Sunday Respite

This blog is about a lot of things, but hopefully the constant thread that runs through it is to live with style, grace and a healthy dose of eccentricity. For me, lately, it's all about making the little moments count. I am never unaware that the clock is ticking, ticking and whereas when I was in my twenties, this would strike panic in my heart ("Hurry! Do something! Make your mark!"), now I find this knowledge empowering.
Do you know the poem "In Flanders Fields" by John McCrae about the young soldiers of WWI? There's the most heartbreaking phrase in it:

We lived, felt dawn, saw sunset glow,
Loved and were loved, and now we lie
In Flanders fields.

Armed with this state of mind, even the littlest moments can be as memorable as the life-changing ones.

While the coffee brews, I unload the dishwasher. Because it's Sunday and I'm not rushing off somewhere, I can take my time. And I do. The simple repetition of stacking plates on top of one another becomes a meditation in blue and white.

The flowers I bought at Trader Joe's two days ago are reclipped and given fresh water. They are grateful and immediately crane their necks into a sun salutation.

Piero is returning from London this afternoon, and Luca is in a state of fervid anticipation. I suggest he go outside and burn off some energy. I perch myself on our brick wall and watch him go up and down the sidewalk on his new skateboard.

I restrain myself from giving him any helpful tips (because shouldn't kids have to figure out some things for themselves?) and watch his precarious balancing attempts. My latté is steamy-hot and milky-sweet.
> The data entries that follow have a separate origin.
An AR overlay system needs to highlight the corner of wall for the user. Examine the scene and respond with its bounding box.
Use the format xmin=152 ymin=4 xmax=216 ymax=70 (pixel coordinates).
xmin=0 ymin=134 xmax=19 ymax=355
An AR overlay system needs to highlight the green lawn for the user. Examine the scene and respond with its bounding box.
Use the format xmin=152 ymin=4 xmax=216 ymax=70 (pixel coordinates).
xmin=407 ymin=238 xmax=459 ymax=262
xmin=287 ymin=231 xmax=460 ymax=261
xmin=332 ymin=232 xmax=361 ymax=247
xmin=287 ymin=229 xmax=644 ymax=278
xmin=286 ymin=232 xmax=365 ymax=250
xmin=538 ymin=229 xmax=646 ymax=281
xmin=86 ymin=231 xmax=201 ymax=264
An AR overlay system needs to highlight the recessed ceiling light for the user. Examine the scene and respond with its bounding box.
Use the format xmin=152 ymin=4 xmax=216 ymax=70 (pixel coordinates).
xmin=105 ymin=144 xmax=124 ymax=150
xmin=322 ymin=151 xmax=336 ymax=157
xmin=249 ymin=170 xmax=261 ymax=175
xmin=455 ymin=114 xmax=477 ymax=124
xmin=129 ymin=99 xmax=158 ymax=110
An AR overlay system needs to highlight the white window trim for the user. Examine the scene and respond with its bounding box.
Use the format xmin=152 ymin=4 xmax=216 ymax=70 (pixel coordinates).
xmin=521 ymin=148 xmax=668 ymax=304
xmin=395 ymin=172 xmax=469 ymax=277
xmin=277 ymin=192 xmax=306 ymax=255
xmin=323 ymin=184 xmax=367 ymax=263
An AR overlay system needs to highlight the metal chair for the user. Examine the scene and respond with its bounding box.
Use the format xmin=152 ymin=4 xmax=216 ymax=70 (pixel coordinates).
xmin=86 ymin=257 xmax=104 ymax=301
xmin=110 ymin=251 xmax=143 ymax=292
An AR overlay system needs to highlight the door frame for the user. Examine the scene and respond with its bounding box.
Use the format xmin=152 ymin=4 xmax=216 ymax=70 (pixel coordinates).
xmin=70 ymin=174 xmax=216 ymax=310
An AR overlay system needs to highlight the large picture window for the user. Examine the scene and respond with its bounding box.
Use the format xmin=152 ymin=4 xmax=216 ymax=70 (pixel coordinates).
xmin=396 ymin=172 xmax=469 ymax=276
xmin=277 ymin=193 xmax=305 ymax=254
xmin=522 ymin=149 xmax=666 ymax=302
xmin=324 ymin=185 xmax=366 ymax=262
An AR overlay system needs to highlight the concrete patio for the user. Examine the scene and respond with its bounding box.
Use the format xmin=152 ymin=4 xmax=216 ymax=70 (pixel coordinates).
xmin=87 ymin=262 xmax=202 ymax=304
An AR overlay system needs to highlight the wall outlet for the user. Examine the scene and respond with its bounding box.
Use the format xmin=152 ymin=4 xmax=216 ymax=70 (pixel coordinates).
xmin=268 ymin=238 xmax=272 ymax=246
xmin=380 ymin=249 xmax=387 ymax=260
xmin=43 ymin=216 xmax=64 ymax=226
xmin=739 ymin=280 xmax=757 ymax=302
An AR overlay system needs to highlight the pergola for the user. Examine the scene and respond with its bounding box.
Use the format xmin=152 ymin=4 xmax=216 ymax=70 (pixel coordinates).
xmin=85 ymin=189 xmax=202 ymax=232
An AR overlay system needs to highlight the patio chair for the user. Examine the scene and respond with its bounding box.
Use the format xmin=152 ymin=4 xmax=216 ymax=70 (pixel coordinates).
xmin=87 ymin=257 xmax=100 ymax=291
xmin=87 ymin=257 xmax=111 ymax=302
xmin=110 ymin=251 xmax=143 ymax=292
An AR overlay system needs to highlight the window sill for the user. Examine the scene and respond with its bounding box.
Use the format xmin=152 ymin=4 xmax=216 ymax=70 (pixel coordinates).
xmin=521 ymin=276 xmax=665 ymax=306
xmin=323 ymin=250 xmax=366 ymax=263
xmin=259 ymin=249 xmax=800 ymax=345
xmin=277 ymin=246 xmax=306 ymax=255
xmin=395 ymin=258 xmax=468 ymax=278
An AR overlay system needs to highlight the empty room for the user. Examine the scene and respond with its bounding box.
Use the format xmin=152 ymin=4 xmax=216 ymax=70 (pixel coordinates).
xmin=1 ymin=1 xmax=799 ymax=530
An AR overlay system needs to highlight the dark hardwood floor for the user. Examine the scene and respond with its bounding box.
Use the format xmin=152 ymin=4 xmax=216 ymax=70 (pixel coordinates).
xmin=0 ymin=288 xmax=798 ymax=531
Above me, two birds catch up on each other's lives in plaintive harmony and the dusky fragrance from a nearby privet hedge wafts over to me.
I close my eyes and feel as though my whole existence consists of three things: scent and song and the rhythmic clackety-clack of wheels on sidewalk.

I don't want to move. I just want to stay here, exactly like this, for eternity.

Luca: Mom? I'm done.

It was brief, my little idyll. But it was good.